Дом на Северной (Мирнев) - страница 5

— Вот, видите, универмаг строят на месте раймага — там и живу. А вы?

— А мы с Оленькой как раз на другом конце, ишо там, может, знаешь, будет такая длинная, для солдат строили, здания с деревянной крышей, — вот мы там рядом и живем, по Чапаевской, дом двадцать.

— Я в гости приду к Оле.

— Приходи, милая, приходи. Уж радоньки будем. Вот как наткнешься на эту зданию, так с правой руки увидишь бо-ольшущий тополь и колодец с журавлем, колонки-то у нас еще нету, — вот мы там и рядом. Дом двадцать, чтоб тебе запомнить.

— Дом двадцать, Оленька? — спросила Катя.

— Дом двадцать ровно, милая. Как есть ровно двадцать, — ответила старуха, ласково глядя слезящимися от солнца глазами на Катю. — Живем мы одне. Никого более у нас нет… Моих сыночков обоих у эту войну… Одного в сорок втором, а второго опосля ее-то, в сорок пятом… в декабре. Мы с внучкой вдвоем. Ишо как были б рады тебе, милая. Хочь одна душа будет у нас близкая, и на том богу скажем спасибо. Все сродственники мои в селе Кондурино, а я тут перед войной незадолго объявилась. Мы дом купили, хотели продать да уехать, а никто не покупает. Кому он нужен? А перед войной дорого стоил. А на чужой хлеб ехать… Что ж, не великая сладость…

— Бабушка, домой идем, — захныкала девочка.

— Домой, миленькая, домой. А куда ж еще нам иттить?

Они вышли на проселок и побрели по пыли, чувствуя, как тепла пыль и как она приятно щекочет подошвы натруженных ног Катя оглянулась на кладбище. Над ним стояло струистое марево испарений, и над всей этой огромной, еще зеленой, с небольшими белыми переливами ковылистых островков степью висело рыжее крохотное солнце, и было столько простора вокруг, что Катя еще долго глядела на степь, чувствуя, как от волнения у нее влажнеют глаза.

— Вон мой дом, — сказала она старухе и показала рукой. Обе, девочка и старуха, разом поглядели туда.

— Вон самый большой, крыша у него зеленая. И кличут-то меня все Зеленая, — видать, из-за ее.

— Я вижу! — воскликнула девочка. — Вон и тополек.

Катя попрощалась и заспешила домой. Отойдя шагов двадцать, остановилась, долго глядела вслед. Старуха тяжело, валко ступала не гнущимися в коленках ногами.
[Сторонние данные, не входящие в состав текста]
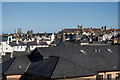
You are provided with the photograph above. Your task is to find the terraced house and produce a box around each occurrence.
[2,45,120,80]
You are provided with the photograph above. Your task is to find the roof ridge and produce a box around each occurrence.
[50,56,60,78]
[61,57,94,72]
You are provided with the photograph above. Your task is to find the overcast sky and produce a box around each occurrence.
[2,2,118,33]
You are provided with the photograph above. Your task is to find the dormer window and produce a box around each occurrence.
[80,50,86,54]
[107,49,112,52]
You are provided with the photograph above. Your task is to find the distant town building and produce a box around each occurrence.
[17,28,22,34]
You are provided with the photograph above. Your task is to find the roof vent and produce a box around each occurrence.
[80,50,86,54]
[107,49,112,52]
[95,49,101,52]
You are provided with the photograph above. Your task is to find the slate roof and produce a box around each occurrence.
[28,41,48,45]
[5,56,31,75]
[26,57,59,78]
[34,45,119,78]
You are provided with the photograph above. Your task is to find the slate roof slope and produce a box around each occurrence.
[26,57,59,78]
[51,58,96,78]
[0,57,15,74]
[5,56,31,75]
[9,41,26,47]
[38,45,119,76]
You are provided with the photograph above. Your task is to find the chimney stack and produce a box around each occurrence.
[61,30,65,42]
[78,25,82,29]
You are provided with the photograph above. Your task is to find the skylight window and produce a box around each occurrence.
[107,49,112,52]
[80,50,86,54]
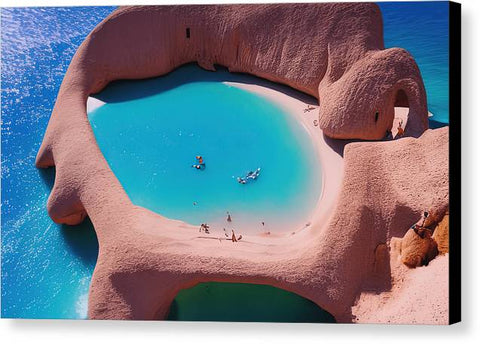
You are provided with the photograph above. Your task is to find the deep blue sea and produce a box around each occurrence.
[1,2,449,318]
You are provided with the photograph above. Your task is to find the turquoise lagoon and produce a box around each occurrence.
[1,1,450,320]
[89,65,321,234]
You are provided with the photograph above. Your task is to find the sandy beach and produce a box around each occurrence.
[36,3,449,322]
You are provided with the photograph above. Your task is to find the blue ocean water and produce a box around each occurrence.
[1,2,449,318]
[378,1,450,127]
[89,65,321,234]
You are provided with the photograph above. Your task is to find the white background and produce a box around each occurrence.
[0,0,480,344]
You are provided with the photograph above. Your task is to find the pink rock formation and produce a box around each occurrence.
[37,3,448,321]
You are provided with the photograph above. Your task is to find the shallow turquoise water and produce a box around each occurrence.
[167,282,335,323]
[1,2,450,318]
[89,65,321,233]
[378,1,450,128]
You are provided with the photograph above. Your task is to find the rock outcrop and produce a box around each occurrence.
[36,3,448,321]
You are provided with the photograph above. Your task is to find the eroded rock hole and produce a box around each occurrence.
[167,282,335,323]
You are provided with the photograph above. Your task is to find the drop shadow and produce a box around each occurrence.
[92,63,318,105]
[428,118,449,129]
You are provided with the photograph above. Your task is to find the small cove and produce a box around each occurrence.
[89,65,322,234]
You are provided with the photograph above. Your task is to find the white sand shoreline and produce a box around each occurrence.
[225,82,343,232]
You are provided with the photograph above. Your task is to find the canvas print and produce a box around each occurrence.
[1,2,460,324]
Катя медленно повернула к себе, но через несколько шагов снова остановилась, чувствуя, как ни с того ни с сего подступил к горлу комок…

«Чего я плачу? — спросила она у себя и поглядела вокруг, пытаясь освободиться от нахлынувшей на нее жалости. — Стою, гляжу на людей и плачу. Дура я большая. Вот дура. Небо — вон оно, и ни единого облачка, степь — вон она, простору на всех людей хватит, а дом мой — вон он».